Decide how you want to classify data

<aside> ➡️

A classifier adds classes or labels to data you have gathered. You do not have to create a classifier for Phoenix to work! You can skip this step and go straight to exploring your data. This section explains why you might want to create classifiers, and links to other sections with details on how to apply three different types of classifiers.

</aside>

Sometimes, the information you have about each post or comment you gathered will not be enough to make sense of trends or search for things that are useful to your problem statement. In this case, you might want to add a classification to your data. A classifier adds classes or labels to data you have gathered. In other words, the classifier adds another column to your data table containing information that is useful to you.

Classify authors to understand trends in who posts

If you are interested in understanding trends in who posts, then you will want to classify the accounts (or authors) in your data. For example, you might want to classify accounts into categories relating to their profession, such as “academic,” “media,” or “politician.” Or you may want to organise them into categories relating to their position on an issue, such as “pro-army” or “anti-government”.

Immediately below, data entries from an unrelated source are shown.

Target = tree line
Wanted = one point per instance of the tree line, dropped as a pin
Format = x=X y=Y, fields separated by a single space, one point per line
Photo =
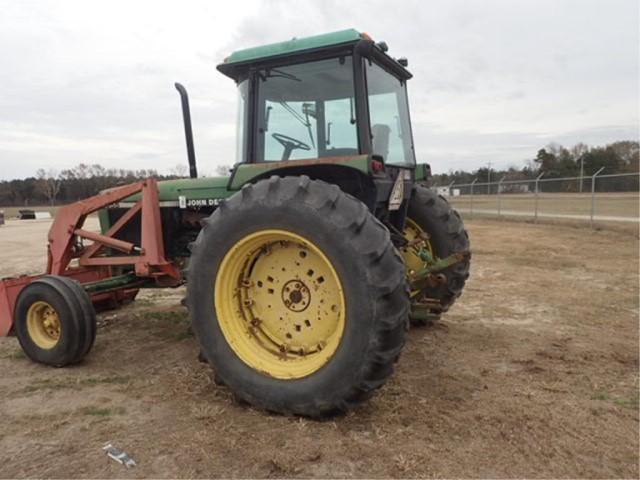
x=52 y=188
x=557 y=161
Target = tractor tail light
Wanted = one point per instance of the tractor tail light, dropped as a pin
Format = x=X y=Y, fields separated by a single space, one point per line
x=377 y=166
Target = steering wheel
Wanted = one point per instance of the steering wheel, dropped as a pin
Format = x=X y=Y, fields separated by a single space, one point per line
x=289 y=144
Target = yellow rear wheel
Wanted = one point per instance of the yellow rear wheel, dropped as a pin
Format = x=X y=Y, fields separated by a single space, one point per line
x=297 y=297
x=280 y=303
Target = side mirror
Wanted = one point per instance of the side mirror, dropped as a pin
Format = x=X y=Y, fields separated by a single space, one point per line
x=423 y=172
x=309 y=110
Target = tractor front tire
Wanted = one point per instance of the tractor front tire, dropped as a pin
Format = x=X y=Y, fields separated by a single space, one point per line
x=298 y=297
x=54 y=321
x=432 y=214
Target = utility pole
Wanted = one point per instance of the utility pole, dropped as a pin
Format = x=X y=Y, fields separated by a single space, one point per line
x=581 y=171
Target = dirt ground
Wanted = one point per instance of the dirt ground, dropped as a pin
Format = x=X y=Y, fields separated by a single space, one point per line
x=533 y=373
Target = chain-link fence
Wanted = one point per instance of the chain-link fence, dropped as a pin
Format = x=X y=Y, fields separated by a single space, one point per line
x=598 y=198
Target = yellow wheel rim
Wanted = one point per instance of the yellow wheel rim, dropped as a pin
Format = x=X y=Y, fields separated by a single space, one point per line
x=280 y=304
x=412 y=260
x=43 y=325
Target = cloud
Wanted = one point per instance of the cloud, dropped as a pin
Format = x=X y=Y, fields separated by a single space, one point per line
x=493 y=80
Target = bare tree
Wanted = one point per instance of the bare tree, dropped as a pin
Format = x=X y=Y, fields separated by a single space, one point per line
x=49 y=184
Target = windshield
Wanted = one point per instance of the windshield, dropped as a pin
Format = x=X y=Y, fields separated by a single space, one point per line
x=389 y=117
x=306 y=111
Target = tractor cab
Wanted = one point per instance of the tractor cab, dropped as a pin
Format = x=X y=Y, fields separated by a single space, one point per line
x=321 y=97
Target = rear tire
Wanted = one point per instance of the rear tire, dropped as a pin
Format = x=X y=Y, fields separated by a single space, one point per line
x=54 y=321
x=361 y=264
x=434 y=215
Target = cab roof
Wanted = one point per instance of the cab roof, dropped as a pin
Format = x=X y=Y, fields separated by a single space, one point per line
x=294 y=45
x=239 y=62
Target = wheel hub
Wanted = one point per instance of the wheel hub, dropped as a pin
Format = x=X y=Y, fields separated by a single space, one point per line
x=296 y=296
x=43 y=325
x=286 y=315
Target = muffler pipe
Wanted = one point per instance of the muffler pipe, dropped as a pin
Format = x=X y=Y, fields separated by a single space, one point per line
x=188 y=133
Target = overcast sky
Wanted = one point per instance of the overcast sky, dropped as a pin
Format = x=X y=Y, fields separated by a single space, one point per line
x=87 y=81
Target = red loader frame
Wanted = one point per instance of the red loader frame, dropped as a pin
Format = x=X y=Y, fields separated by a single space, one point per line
x=90 y=265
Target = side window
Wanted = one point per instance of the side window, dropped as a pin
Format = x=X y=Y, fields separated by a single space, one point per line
x=341 y=133
x=287 y=118
x=389 y=117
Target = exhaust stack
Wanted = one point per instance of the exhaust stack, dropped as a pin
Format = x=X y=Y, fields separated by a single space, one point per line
x=188 y=133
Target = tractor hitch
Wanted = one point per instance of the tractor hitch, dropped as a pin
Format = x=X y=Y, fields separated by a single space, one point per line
x=430 y=273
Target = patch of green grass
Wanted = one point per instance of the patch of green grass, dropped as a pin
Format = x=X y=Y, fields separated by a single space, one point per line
x=632 y=402
x=600 y=396
x=63 y=383
x=169 y=324
x=167 y=316
x=102 y=411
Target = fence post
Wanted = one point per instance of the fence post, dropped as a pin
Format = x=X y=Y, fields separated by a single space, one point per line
x=449 y=187
x=471 y=207
x=593 y=195
x=535 y=215
x=500 y=188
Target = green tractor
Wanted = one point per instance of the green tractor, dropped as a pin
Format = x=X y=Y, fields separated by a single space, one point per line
x=306 y=264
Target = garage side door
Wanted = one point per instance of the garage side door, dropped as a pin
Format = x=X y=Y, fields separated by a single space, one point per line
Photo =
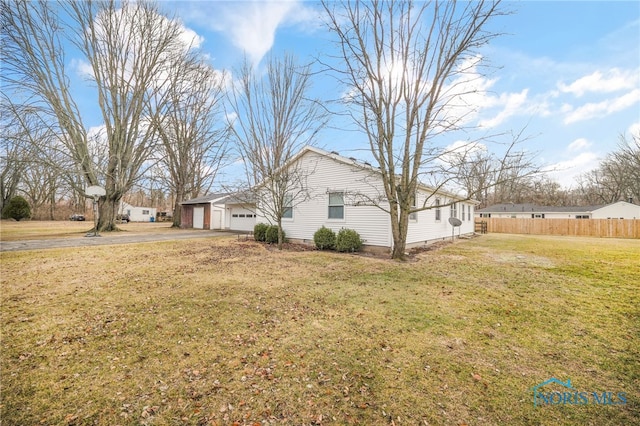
x=198 y=217
x=242 y=219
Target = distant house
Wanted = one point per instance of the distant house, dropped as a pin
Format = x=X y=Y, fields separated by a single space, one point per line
x=137 y=214
x=218 y=211
x=619 y=210
x=338 y=189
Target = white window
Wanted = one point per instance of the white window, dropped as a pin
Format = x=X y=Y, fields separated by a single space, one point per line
x=287 y=212
x=336 y=205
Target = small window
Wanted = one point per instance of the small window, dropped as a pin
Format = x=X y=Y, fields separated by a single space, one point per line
x=336 y=205
x=287 y=212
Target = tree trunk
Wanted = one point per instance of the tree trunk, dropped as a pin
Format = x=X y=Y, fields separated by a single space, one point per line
x=107 y=211
x=280 y=236
x=399 y=228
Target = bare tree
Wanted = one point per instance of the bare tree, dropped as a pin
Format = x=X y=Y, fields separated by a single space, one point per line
x=274 y=120
x=126 y=46
x=14 y=157
x=193 y=134
x=407 y=66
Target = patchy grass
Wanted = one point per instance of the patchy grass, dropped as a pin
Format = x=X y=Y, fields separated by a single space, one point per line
x=224 y=332
x=11 y=230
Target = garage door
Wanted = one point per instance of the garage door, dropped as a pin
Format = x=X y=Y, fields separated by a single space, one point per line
x=198 y=217
x=242 y=219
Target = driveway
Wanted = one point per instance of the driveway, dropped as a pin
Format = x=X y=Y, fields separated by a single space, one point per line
x=102 y=240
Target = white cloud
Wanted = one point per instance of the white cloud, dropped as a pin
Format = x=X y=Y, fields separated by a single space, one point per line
x=512 y=103
x=252 y=26
x=600 y=109
x=82 y=68
x=612 y=81
x=565 y=172
x=578 y=145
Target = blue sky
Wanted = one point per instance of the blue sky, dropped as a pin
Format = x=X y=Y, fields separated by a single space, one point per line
x=568 y=71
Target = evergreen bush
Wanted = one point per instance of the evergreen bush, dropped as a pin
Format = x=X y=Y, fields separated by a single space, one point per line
x=325 y=239
x=271 y=235
x=260 y=231
x=348 y=240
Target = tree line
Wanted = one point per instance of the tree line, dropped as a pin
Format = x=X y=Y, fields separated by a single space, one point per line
x=170 y=121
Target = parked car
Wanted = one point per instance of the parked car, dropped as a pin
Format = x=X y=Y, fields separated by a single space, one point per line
x=123 y=218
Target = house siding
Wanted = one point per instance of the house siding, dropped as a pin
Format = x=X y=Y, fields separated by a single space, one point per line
x=426 y=228
x=328 y=175
x=619 y=210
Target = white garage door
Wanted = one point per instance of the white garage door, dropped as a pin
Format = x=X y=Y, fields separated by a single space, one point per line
x=242 y=219
x=198 y=217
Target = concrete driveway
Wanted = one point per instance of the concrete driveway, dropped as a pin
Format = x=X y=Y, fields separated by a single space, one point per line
x=109 y=239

Note that you will add these classes from your own knowledge; the system just applies the information you provide it. In other words, the system doesn’t tell you who is “academic” or “media”, but rather you tell the system what accounts are “academic” or “media”, and then that class (or label) is applied to the data you have gathered.

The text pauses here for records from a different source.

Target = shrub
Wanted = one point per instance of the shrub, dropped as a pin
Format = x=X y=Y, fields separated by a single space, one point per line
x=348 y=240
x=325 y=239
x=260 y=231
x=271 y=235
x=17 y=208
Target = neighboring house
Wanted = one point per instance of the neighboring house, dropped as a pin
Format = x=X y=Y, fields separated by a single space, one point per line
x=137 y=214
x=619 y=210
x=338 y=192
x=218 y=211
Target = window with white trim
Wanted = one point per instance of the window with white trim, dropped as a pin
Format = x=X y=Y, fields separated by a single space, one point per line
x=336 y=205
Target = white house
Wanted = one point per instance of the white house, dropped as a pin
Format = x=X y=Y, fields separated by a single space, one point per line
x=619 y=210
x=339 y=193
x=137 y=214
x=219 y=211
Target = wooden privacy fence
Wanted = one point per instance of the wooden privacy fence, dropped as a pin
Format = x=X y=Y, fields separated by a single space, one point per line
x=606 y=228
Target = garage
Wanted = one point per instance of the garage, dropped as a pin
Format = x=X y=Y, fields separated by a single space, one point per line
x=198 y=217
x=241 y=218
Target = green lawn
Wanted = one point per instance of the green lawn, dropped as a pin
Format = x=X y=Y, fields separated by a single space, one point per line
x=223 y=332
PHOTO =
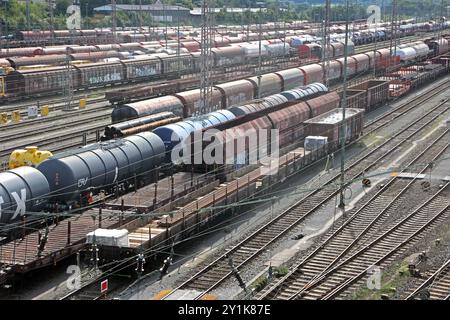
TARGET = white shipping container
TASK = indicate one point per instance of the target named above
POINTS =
(106, 237)
(315, 142)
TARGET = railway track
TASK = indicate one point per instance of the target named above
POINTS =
(435, 287)
(58, 102)
(47, 125)
(59, 141)
(309, 278)
(384, 248)
(397, 112)
(218, 271)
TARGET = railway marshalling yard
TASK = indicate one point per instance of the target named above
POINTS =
(358, 206)
(402, 181)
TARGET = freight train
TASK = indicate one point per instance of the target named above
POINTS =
(70, 179)
(360, 30)
(225, 95)
(148, 65)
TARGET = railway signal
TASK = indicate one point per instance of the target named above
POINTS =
(366, 183)
(140, 263)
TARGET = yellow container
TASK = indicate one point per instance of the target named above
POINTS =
(82, 103)
(15, 116)
(30, 156)
(45, 111)
(3, 118)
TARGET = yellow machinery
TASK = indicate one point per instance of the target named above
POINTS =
(45, 111)
(30, 156)
(15, 116)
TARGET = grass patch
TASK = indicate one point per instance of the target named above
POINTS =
(261, 283)
(280, 271)
(161, 294)
(391, 279)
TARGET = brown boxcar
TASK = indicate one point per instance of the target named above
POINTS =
(227, 56)
(270, 84)
(82, 49)
(236, 92)
(107, 47)
(95, 56)
(335, 70)
(21, 52)
(324, 103)
(192, 46)
(192, 103)
(351, 65)
(313, 73)
(289, 122)
(362, 62)
(148, 107)
(356, 99)
(44, 80)
(292, 78)
(377, 93)
(330, 124)
(54, 59)
(94, 74)
(139, 68)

Author classes will be added as a column to every row of the standard table. This means that you will be able to see, for example, how many posts are posted by each class of author, e.g. are there more posts by pro-army or anti-government authors.

<aside> ➡️ Jump to: post author classifier to learn how to classify authors in Phoenix.

</aside>

Classify text to understand trends in what is posted

If you are interested in understanding trends in what is posted, then you will want to classify the text of posts or comments (or both).

Keyword text classifier

One way to classify what is posted is to create classifications based on specific words or phrases that appear in the post or comment text. This kind of classification works well where we have a small list of keywords and phrases that are almost always associated with the class we are interested in. For example, this is useful when you want to classify text that contains hate speech, hashtags, group identifiers, specific events, and places.

A keyword text classifier will almost certainly get false positives and you will miss some posts. There may be some contexts where these issues will be overwhelming and the classification won’t be useful (e.g. some hate terms can have multiple uses, including in common parlance).

Getting to the list of keywords and features for each class will be the most time consuming part of this process, and may require iteration. You can try to apply a “lexicon” that someone else has already built, as a starting point.

<aside> ➡️ Jump to: keyword text classifier to learn how to classify posts and comments using keywords in Phoenix.

</aside>

Complex (large language) models

One key limitation of keyword-based classifiers is that they don’t understand meaning in context. For example, the same word can mean very different things depending on how it’s used—something a simple keyword system might miss. To address this, we can use more advanced tools called language models. These models are trained on vast amounts of text to learn how words, phrases, and ideas typically relate to each other.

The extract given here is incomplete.